- Home
- Susan Lewis
Vengeance Page 4
Vengeance Read online
Page 4
He was horrified. She watched him backing away from her, swearing he’d deny ever touching her if she so much as mentioned his name. All the hurt, the anguish and fear she had bottled up inside suddenly erupted in a storm of such unmitigated anger as she threw herself at him that all she knew was that she wanted to kill him.
‘For God’s sake, Kirsten, calm down!’ Christopher shouted, grabbing her arms to stop her hitting him. ‘How can you tell anybody that Danny’s the father when you’ve let half the bloody sixth form into your knickers?’
‘No! No!’ she cried, throwing herself at him again. ‘I only did it for him. You know that, you all knew that. And now you’re all going to leave me . . .’
‘But what the hell else can we do?’ Christopher protested. ‘That kid could be anyone’s . . .’
‘No! Not anyone’s! It’s mine! Do you hear me! This baby is mine and I’m going to keep it. No one is going to take this baby away from me . . .’
‘Kirsten!’ he yelled. ‘No one’s saying they’re going to take it away. Now for fuck’s sake calm down . . .’
But Kirsten wasn’t listening. The pain was unleashed, out of control and was going to make itself heard. And all the bitterness and betrayal she felt seemed to have no end.
It was only when Christopher yelled at her that she was going to harm the baby if she didn’t stop that her temper finally started to abate. Her baby! The one human being in the world she could love and who would love her. Soon there would be something in her life that no one could take away – it would be hers, all hers, and she would protect it with her life. So what if Danny was seeing Catherine Watts, would go out in public with her, something he had never done with Kirsten? She had her baby now, her very own baby. She had someone to love.
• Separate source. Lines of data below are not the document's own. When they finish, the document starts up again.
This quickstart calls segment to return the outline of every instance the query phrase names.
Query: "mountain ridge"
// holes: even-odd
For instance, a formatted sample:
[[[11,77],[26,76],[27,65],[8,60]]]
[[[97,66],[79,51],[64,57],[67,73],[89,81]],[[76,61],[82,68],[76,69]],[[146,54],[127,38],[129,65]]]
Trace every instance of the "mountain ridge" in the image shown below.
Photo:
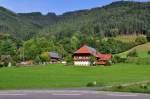
[[[84,35],[96,33],[98,36],[145,34],[150,27],[149,8],[150,2],[116,1],[106,6],[65,12],[62,15],[52,12],[43,15],[41,12],[15,13],[0,7],[0,32],[23,40],[47,34],[59,39],[62,34],[64,37],[72,36],[76,31],[86,33]],[[113,34],[114,30],[118,33]]]

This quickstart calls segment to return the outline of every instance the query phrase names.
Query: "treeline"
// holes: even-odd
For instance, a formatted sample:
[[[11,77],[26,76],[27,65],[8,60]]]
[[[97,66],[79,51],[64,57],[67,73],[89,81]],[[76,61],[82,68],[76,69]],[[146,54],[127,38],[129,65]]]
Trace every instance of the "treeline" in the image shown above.
[[[78,33],[77,33],[78,34]],[[2,37],[3,36],[3,37]],[[45,53],[57,52],[66,61],[72,60],[73,53],[86,43],[80,42],[79,35],[74,35],[70,39],[56,41],[55,39],[47,39],[45,37],[34,37],[25,42],[21,42],[9,35],[1,35],[0,40],[0,65],[8,62],[19,63],[21,61],[33,60],[35,62],[44,60]],[[97,39],[91,38],[88,46],[95,47],[101,53],[117,54],[129,50],[130,48],[144,44],[147,42],[146,37],[139,36],[135,42],[124,43],[113,38]],[[84,42],[84,41],[83,41]],[[44,55],[44,56],[43,56]],[[42,59],[40,59],[42,56]],[[43,58],[44,57],[44,58]],[[7,66],[7,65],[5,65]]]

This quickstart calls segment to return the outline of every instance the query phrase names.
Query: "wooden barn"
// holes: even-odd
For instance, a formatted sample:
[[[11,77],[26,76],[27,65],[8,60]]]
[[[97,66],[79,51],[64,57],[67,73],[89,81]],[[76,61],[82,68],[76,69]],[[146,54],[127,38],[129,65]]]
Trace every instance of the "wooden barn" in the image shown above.
[[[61,57],[56,52],[49,52],[48,54],[49,54],[49,56],[51,58],[51,62],[53,62],[53,63],[58,62],[58,61],[61,60]]]

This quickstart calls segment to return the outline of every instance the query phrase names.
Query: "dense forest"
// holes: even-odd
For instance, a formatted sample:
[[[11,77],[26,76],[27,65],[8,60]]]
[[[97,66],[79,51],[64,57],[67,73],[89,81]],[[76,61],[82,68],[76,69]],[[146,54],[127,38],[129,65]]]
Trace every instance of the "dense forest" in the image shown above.
[[[62,15],[15,13],[0,7],[0,33],[1,37],[3,35],[7,39],[0,42],[0,54],[7,54],[2,51],[3,44],[13,42],[13,47],[19,49],[17,53],[24,50],[26,60],[38,59],[46,51],[57,51],[65,58],[71,57],[83,44],[95,47],[102,53],[116,54],[136,46],[137,43],[125,43],[111,37],[146,35],[149,32],[150,2],[117,1],[103,7],[66,12]],[[109,38],[104,39],[106,37]]]
[[[145,34],[150,27],[150,2],[118,1],[109,5],[66,12],[62,15],[40,12],[14,13],[0,7],[0,32],[28,40],[34,35],[66,38],[80,35],[115,36]],[[63,37],[61,36],[63,35]]]
[[[60,39],[80,31],[82,36],[115,36],[118,34],[145,34],[150,27],[150,3],[119,1],[110,5],[64,13],[56,24],[40,33],[57,35]],[[87,37],[86,37],[87,38]]]

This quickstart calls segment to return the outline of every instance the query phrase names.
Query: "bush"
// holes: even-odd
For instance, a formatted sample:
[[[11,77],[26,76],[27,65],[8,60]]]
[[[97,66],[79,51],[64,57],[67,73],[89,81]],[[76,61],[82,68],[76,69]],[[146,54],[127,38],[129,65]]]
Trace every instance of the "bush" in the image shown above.
[[[146,38],[147,38],[148,42],[150,42],[150,29],[146,33]]]
[[[41,61],[43,61],[43,62],[48,62],[48,61],[50,61],[49,53],[48,53],[48,52],[43,52],[43,53],[41,53],[40,59],[41,59]]]
[[[40,56],[36,56],[36,58],[34,59],[34,61],[35,61],[36,63],[41,62],[41,58],[40,58]]]
[[[1,55],[0,66],[7,67],[9,63],[12,63],[12,57],[10,55]]]
[[[138,57],[138,53],[136,50],[132,50],[128,53],[128,57]]]
[[[147,39],[144,36],[139,36],[136,38],[135,42],[137,45],[140,45],[140,44],[147,43]]]
[[[148,51],[148,54],[150,55],[150,50]]]
[[[96,81],[93,81],[93,82],[89,82],[86,86],[87,87],[94,87],[96,85],[97,85]]]
[[[112,65],[112,61],[111,60],[107,61],[107,63],[105,64],[105,66],[111,66],[111,65]]]
[[[68,55],[67,57],[65,57],[65,60],[67,61],[67,64],[73,64],[73,58],[71,55]]]
[[[17,64],[15,61],[12,61],[11,63],[12,63],[12,66],[16,66]]]
[[[117,89],[123,89],[124,87],[122,85],[116,86]]]
[[[128,57],[126,63],[150,64],[150,58]]]
[[[118,55],[115,55],[112,59],[113,63],[124,63],[127,60],[125,57],[120,57]]]
[[[140,88],[142,88],[142,89],[148,89],[148,85],[147,84],[141,84]]]

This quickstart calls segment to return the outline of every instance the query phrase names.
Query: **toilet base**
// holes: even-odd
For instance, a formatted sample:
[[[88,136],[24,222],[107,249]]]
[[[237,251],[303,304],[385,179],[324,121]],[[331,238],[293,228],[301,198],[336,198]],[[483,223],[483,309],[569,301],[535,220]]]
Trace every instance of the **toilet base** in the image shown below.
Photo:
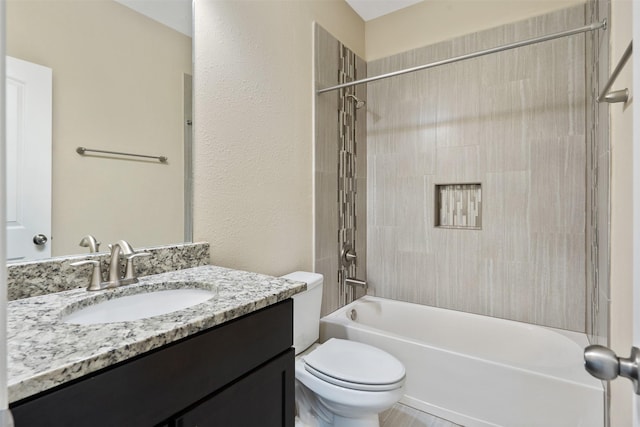
[[[327,423],[321,418],[313,419],[313,422],[303,422],[300,418],[296,417],[295,427],[380,427],[378,416],[374,415],[368,418],[345,418],[340,416],[334,416],[333,423]]]
[[[311,390],[296,380],[295,427],[380,427],[377,413],[350,418],[332,413]]]
[[[333,424],[320,424],[321,427],[380,427],[378,414],[366,418],[346,418],[339,415],[333,416]]]

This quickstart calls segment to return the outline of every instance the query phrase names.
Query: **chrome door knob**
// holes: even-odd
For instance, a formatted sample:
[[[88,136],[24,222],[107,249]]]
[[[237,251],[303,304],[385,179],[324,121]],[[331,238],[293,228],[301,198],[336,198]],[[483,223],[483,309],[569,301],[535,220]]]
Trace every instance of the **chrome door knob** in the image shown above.
[[[33,236],[33,243],[38,246],[43,246],[45,243],[47,243],[47,241],[47,236],[45,236],[44,234],[36,234],[35,236]]]
[[[604,381],[618,376],[629,378],[636,394],[640,394],[639,365],[640,350],[636,347],[631,347],[628,358],[618,357],[613,350],[601,345],[590,345],[584,349],[584,368],[587,372]]]
[[[590,345],[584,349],[584,368],[594,377],[609,381],[618,376],[620,361],[610,348]]]

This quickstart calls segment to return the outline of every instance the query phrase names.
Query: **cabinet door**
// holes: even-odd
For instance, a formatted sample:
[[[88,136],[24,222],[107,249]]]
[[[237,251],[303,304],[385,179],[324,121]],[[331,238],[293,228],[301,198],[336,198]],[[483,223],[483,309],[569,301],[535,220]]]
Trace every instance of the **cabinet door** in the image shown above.
[[[290,349],[177,419],[177,427],[293,427],[294,351]]]

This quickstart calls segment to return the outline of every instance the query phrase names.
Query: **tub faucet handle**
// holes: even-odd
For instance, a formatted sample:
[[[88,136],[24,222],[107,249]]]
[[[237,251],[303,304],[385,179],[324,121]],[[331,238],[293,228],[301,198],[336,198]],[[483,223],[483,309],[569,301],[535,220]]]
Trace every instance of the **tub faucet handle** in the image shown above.
[[[353,246],[351,246],[351,243],[347,243],[342,247],[342,250],[340,251],[340,264],[342,264],[343,267],[350,267],[356,262],[357,258],[358,256],[353,250]]]

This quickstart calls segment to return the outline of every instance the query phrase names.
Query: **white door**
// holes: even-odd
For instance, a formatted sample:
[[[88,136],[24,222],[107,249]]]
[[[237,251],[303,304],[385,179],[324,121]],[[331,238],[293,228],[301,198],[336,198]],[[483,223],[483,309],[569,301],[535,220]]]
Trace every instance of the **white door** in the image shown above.
[[[7,259],[51,256],[50,68],[7,57]]]

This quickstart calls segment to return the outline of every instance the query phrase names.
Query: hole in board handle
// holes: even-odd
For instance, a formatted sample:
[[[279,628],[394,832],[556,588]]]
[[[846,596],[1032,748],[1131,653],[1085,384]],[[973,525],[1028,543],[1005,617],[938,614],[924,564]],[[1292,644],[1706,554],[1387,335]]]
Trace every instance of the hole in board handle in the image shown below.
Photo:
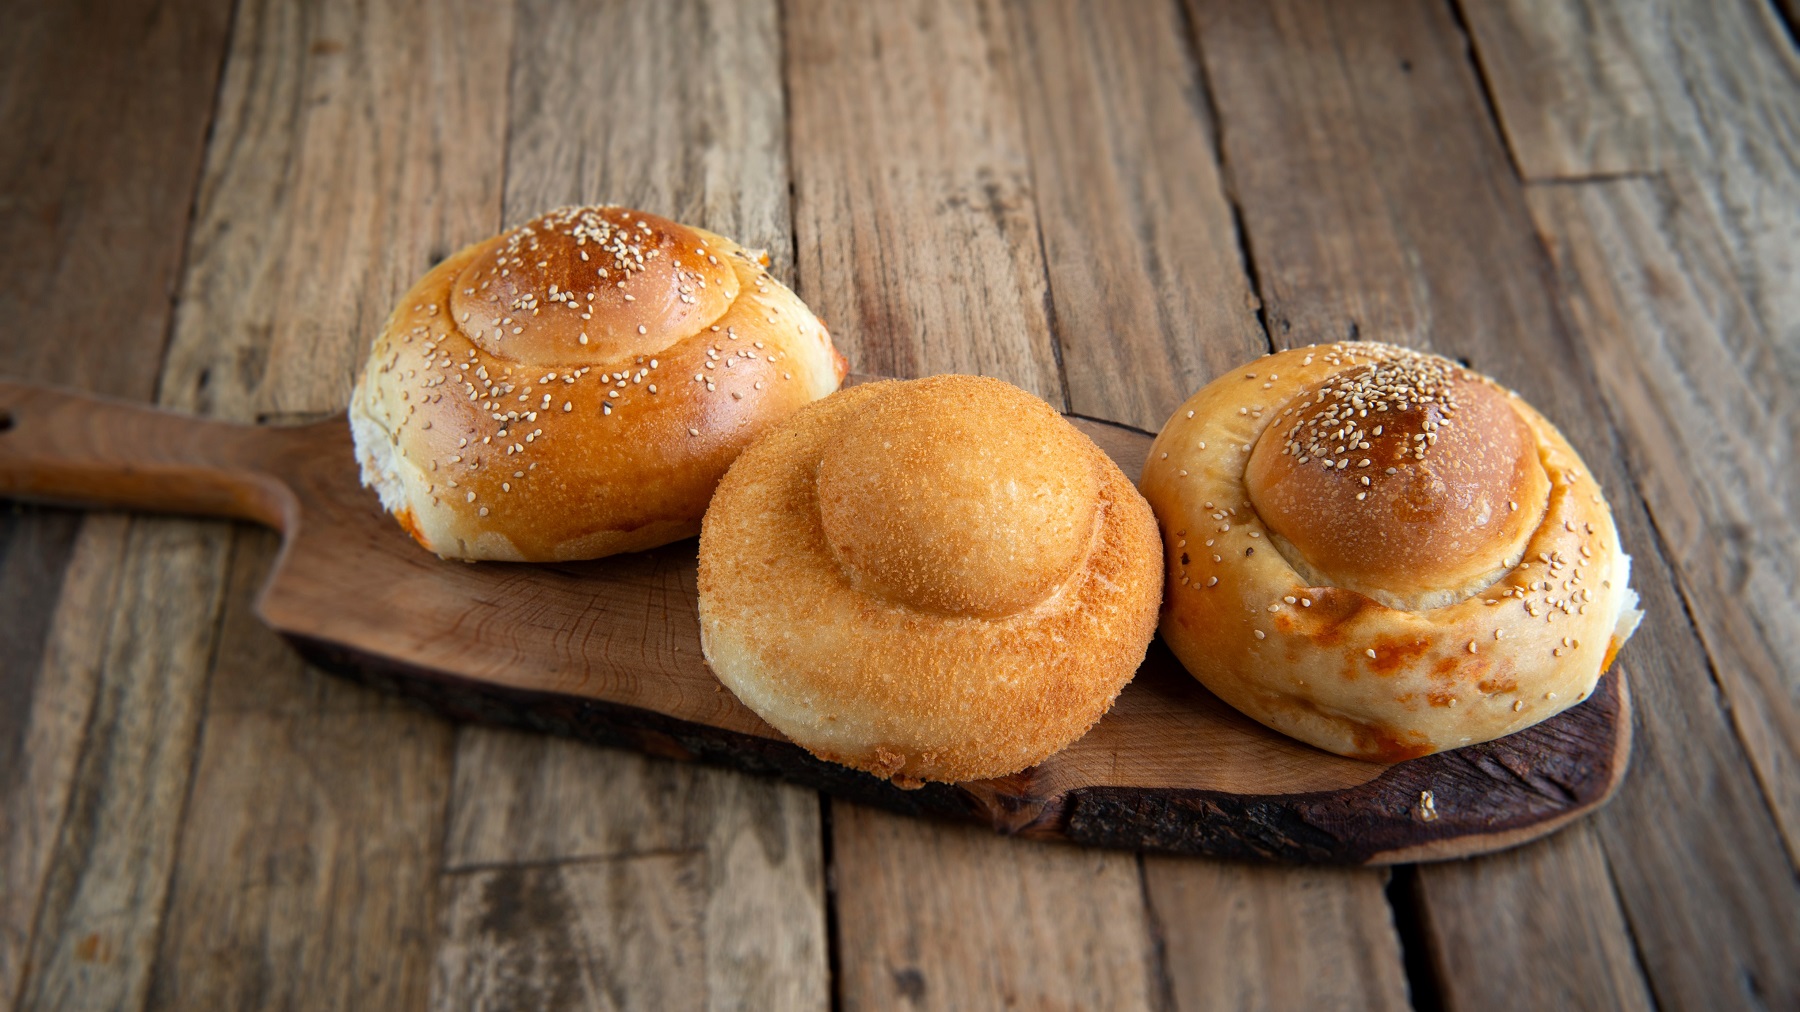
[[[12,412],[6,410],[5,408],[0,408],[0,432],[5,432],[6,430],[8,430],[12,427],[13,427]]]

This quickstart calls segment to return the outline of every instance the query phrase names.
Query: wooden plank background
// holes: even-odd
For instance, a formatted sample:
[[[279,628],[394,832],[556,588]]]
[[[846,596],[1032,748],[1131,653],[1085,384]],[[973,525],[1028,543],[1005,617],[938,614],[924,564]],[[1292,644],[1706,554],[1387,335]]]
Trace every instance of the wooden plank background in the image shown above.
[[[1006,840],[308,669],[229,524],[0,512],[0,1003],[1800,1008],[1800,54],[1777,0],[87,0],[0,33],[0,372],[341,410],[459,245],[767,247],[856,368],[1155,428],[1462,358],[1609,490],[1632,772],[1488,858]]]

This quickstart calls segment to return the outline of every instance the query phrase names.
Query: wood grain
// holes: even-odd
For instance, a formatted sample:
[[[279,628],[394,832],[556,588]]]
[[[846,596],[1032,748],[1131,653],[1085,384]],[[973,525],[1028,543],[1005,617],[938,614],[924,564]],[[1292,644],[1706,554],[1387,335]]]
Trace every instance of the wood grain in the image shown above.
[[[1144,858],[1179,1009],[1406,1009],[1386,875]]]
[[[1665,142],[1652,71],[1611,0],[1461,4],[1482,77],[1528,180],[1654,172]],[[1639,5],[1641,6],[1641,5]]]
[[[1066,407],[1004,8],[784,13],[798,292],[850,368],[997,376]]]
[[[1683,602],[1800,864],[1794,377],[1685,175],[1538,187],[1530,198]]]
[[[148,398],[230,4],[23,5],[0,33],[0,373]],[[84,54],[69,73],[69,54]],[[46,876],[93,747],[122,518],[0,532],[0,1004],[22,997]],[[34,572],[36,571],[36,572]],[[63,574],[67,573],[67,578]],[[31,577],[19,580],[20,577]]]
[[[654,210],[793,268],[772,0],[525,0],[507,118],[506,220],[572,203]],[[615,58],[596,59],[596,40]]]
[[[230,9],[126,0],[8,10],[0,374],[154,392]]]
[[[1504,1008],[1520,995],[1542,1008],[1657,1007],[1624,912],[1592,888],[1608,880],[1593,826],[1470,862],[1453,881],[1434,868],[1419,874],[1445,1008]]]
[[[0,795],[0,996],[13,1001],[30,967],[31,946],[46,876],[75,796],[75,777],[100,680],[106,629],[119,591],[120,562],[132,521],[90,516],[69,554],[41,662],[14,671],[9,684],[26,690],[19,701],[10,775]],[[17,678],[14,682],[13,679]],[[27,681],[27,679],[30,679]],[[9,699],[9,702],[11,700]]]
[[[622,203],[767,248],[771,269],[789,273],[776,21],[772,2],[522,4],[507,115],[506,220],[563,204]],[[595,59],[596,39],[630,58]],[[696,61],[696,53],[705,59]],[[583,988],[597,989],[581,991],[576,1004],[826,1007],[818,807],[804,789],[730,772],[463,729],[444,880],[449,935],[433,1004],[495,1001],[488,975],[504,967],[488,966],[483,950],[499,946],[520,965],[583,967]],[[609,871],[597,880],[600,866],[589,863],[637,867],[628,855],[665,851],[684,855],[685,884],[673,896],[660,874]],[[666,864],[656,858],[643,867]],[[599,894],[583,890],[604,881],[610,906],[567,925],[573,942],[551,925],[524,921],[471,935],[458,913],[469,890],[515,880],[525,883],[524,895],[566,882],[586,898]],[[629,911],[669,903],[679,904],[667,913],[682,925],[680,944],[645,946],[635,929],[595,930],[608,918],[629,928]],[[676,991],[659,994],[662,987]]]
[[[1070,410],[1155,432],[1269,350],[1173,4],[1012,4]]]
[[[847,1010],[1157,1005],[1129,855],[850,804],[832,806],[832,845]]]
[[[1695,181],[1725,238],[1738,287],[1774,339],[1783,369],[1800,375],[1800,50],[1775,6],[1507,0],[1469,7],[1494,103],[1522,166],[1602,171],[1562,141],[1578,135],[1577,124],[1596,108],[1636,109],[1640,94],[1648,98],[1639,129],[1659,138],[1657,157],[1625,167],[1679,168]],[[1585,41],[1547,38],[1570,23],[1583,27]],[[1609,68],[1598,77],[1582,69],[1595,54]],[[1538,80],[1587,78],[1594,91],[1543,89],[1528,79],[1527,67]],[[1544,134],[1514,130],[1534,122],[1556,126]]]
[[[148,1005],[419,1007],[451,736],[306,669],[251,607],[276,540],[247,529],[230,540]]]
[[[692,851],[451,873],[430,1007],[705,1007],[704,890]]]
[[[1659,1004],[1790,994],[1793,967],[1777,952],[1794,948],[1797,937],[1791,866],[1763,799],[1742,777],[1744,753],[1670,590],[1671,574],[1609,421],[1586,393],[1591,364],[1546,283],[1549,265],[1499,140],[1479,115],[1473,68],[1449,41],[1456,29],[1448,13],[1408,2],[1202,2],[1193,9],[1271,320],[1296,321],[1296,334],[1335,336],[1357,320],[1351,293],[1364,305],[1373,296],[1375,305],[1407,307],[1418,338],[1465,357],[1543,408],[1612,492],[1637,562],[1633,582],[1652,616],[1621,664],[1643,702],[1640,740],[1655,744],[1640,750],[1628,790],[1596,829],[1650,990]],[[1296,192],[1314,195],[1299,211]],[[1332,206],[1338,195],[1358,208]],[[1367,231],[1339,235],[1340,222]],[[1401,253],[1405,269],[1394,270],[1382,255],[1344,259],[1351,248]],[[1347,266],[1355,270],[1346,274]],[[1362,334],[1395,336],[1366,326]],[[1277,338],[1291,339],[1279,329]],[[1530,854],[1542,861],[1568,856],[1555,849]],[[1615,902],[1613,881],[1591,871],[1597,869],[1568,864],[1553,876],[1573,890],[1565,894],[1567,909]],[[1449,919],[1482,917],[1482,890],[1470,874],[1456,866],[1421,872],[1440,948],[1450,944]],[[1592,930],[1571,925],[1556,937],[1602,942]],[[1484,924],[1469,932],[1492,937]],[[1480,965],[1491,953],[1493,973],[1502,977],[1508,966],[1570,958],[1536,938],[1508,943],[1458,953],[1459,965]],[[1580,960],[1609,965],[1608,954],[1627,944],[1605,940]],[[1758,993],[1764,997],[1755,999]]]
[[[83,749],[20,1004],[141,1005],[181,827],[227,541],[141,519],[126,537]]]
[[[828,1003],[819,803],[811,791],[541,734],[471,728],[459,744],[454,796],[445,853],[451,895],[466,888],[458,876],[580,872],[594,862],[679,853],[690,865],[681,915],[695,964],[683,969],[680,961],[690,956],[681,953],[658,956],[628,977],[691,976],[695,1006]],[[664,901],[627,893],[613,902],[623,909]],[[566,944],[504,939],[504,932],[497,941],[522,954]],[[458,944],[454,931],[450,944]],[[461,958],[441,954],[439,965]],[[454,991],[439,990],[435,1000],[462,1003]]]
[[[507,4],[241,3],[163,403],[349,403],[394,300],[499,227],[511,31]]]
[[[481,82],[504,75],[509,25],[486,4],[240,5],[165,403],[341,409],[390,301],[498,227],[504,100]],[[235,544],[233,589],[150,1001],[416,1007],[452,732],[321,684],[251,606],[271,542],[215,536]]]

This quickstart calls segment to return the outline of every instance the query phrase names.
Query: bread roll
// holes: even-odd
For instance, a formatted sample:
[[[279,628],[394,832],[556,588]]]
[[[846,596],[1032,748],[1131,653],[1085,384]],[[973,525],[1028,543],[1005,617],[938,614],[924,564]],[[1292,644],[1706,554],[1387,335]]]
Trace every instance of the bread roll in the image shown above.
[[[693,536],[738,453],[844,376],[765,259],[620,207],[552,211],[458,252],[370,348],[350,401],[363,484],[446,558]]]
[[[751,447],[700,534],[708,663],[783,734],[901,786],[1002,776],[1136,673],[1156,521],[1116,464],[998,380],[871,383]]]
[[[1175,412],[1140,487],[1169,647],[1232,706],[1339,755],[1535,724],[1587,698],[1639,617],[1575,450],[1436,355],[1333,344],[1227,373]]]

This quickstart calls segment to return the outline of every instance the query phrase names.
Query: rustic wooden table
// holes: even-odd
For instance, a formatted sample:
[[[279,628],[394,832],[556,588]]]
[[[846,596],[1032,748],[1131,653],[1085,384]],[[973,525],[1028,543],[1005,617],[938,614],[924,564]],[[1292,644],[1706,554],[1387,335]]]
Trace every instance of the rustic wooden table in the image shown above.
[[[618,201],[860,370],[1147,428],[1271,347],[1463,358],[1649,620],[1597,816],[1251,867],[450,724],[257,624],[266,532],[5,507],[0,1003],[1800,1008],[1793,0],[6,6],[0,373],[334,412],[430,264]]]

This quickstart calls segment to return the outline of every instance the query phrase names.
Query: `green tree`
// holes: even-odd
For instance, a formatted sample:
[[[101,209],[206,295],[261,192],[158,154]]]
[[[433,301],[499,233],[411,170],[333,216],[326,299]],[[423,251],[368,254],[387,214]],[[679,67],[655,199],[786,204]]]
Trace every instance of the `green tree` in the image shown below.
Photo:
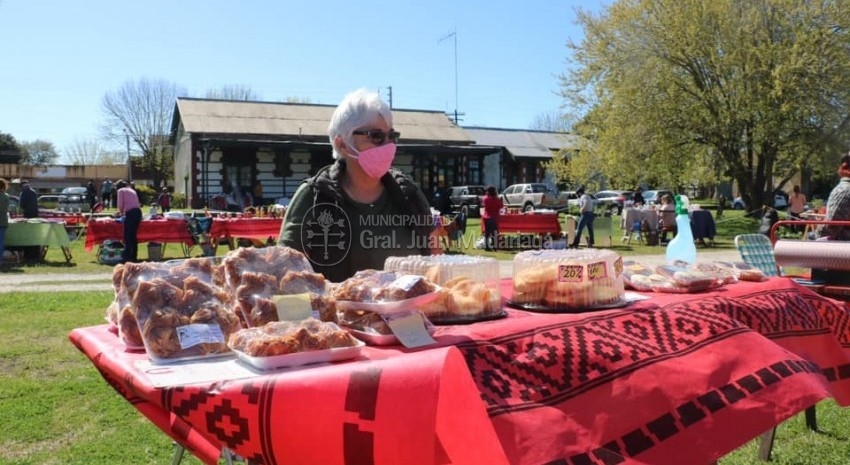
[[[21,146],[15,136],[0,132],[0,163],[18,163],[22,156]]]
[[[127,81],[103,97],[104,138],[120,143],[128,137],[141,153],[141,165],[155,186],[174,183],[174,148],[169,142],[177,97],[185,89],[162,79]]]
[[[749,205],[835,164],[850,123],[850,0],[621,0],[580,11],[562,96],[589,165],[627,184],[730,179]]]
[[[47,166],[59,158],[59,153],[53,146],[53,142],[43,139],[23,142],[21,152],[23,154],[20,162],[22,165]]]

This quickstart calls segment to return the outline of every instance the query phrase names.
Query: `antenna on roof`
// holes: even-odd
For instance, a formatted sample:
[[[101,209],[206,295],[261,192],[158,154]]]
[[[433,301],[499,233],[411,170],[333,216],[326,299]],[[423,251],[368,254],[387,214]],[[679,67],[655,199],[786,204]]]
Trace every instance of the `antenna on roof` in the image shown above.
[[[449,37],[454,38],[455,43],[455,117],[453,121],[455,124],[458,124],[458,115],[463,115],[463,113],[457,112],[457,31],[455,29],[452,29],[451,32],[444,35],[443,37],[440,37],[440,40],[438,40],[437,43],[440,43],[448,39]]]

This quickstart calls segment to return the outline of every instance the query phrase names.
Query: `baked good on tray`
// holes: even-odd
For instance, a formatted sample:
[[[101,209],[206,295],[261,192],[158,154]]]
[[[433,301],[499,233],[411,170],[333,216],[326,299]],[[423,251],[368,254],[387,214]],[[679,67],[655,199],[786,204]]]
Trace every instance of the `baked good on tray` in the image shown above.
[[[475,320],[502,310],[499,262],[467,255],[389,257],[385,270],[423,275],[437,284],[437,297],[420,307],[437,320]]]
[[[623,261],[611,250],[529,250],[513,265],[515,305],[571,310],[624,300]]]

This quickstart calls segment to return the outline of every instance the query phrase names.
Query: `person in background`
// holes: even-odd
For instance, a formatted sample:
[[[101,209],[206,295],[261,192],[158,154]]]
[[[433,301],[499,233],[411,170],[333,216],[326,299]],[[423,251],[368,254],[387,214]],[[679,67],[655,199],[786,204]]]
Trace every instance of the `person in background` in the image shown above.
[[[265,205],[263,201],[263,183],[259,179],[254,183],[254,205],[258,207]]]
[[[156,198],[156,203],[159,205],[159,209],[162,213],[167,213],[171,210],[171,193],[168,192],[168,187],[162,188],[162,192],[160,192],[159,196]]]
[[[0,178],[0,266],[3,266],[3,254],[6,253],[6,229],[9,227],[9,195],[6,189],[9,183]]]
[[[425,194],[391,168],[399,133],[389,105],[374,91],[349,93],[328,136],[335,161],[299,186],[278,244],[304,252],[332,282],[383,269],[391,256],[441,250]]]
[[[38,218],[38,194],[30,187],[29,181],[21,182],[20,204],[24,218]]]
[[[725,208],[726,208],[726,196],[723,195],[723,194],[720,194],[717,197],[717,214],[715,215],[715,217],[717,219],[720,219],[723,216],[723,209],[725,209]]]
[[[806,195],[800,192],[800,186],[794,186],[788,196],[788,213],[791,218],[800,219],[800,213],[806,210]]]
[[[579,187],[576,195],[579,196],[578,209],[580,216],[578,226],[576,227],[576,237],[573,238],[570,247],[573,249],[578,248],[578,243],[581,242],[581,233],[585,227],[587,228],[587,246],[593,247],[593,220],[596,219],[596,215],[593,213],[593,197],[584,192],[584,187]]]
[[[667,243],[667,232],[676,234],[676,204],[670,194],[661,196],[661,206],[658,207],[658,218],[661,222],[661,243]]]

Smiling sadly to herself Kirsten put down the book she was holding and got up to go and make herself some tea. It was all such a long time ago now, such a very long time, and it was where it should have ended, but it hadn’t. How many years had she punished herself for going through with the abortion? How many men had she allowed to abuse her body in order to carry out that punishment? She’d lost count now. The analyst had said that she’d done it in order to get pregnant again, but she wasn’t sure that was true. Perhaps it was in part, but she had always used contraception, just as, when she had finally come to understand the power of her body, she had gone on sleeping with men, but now to get what she wanted. For years, right up until she’d met Paul, she had been nothing better than a whore. And very soon now Dermott Campbell was going to find out about that, and make public the whole grisly business.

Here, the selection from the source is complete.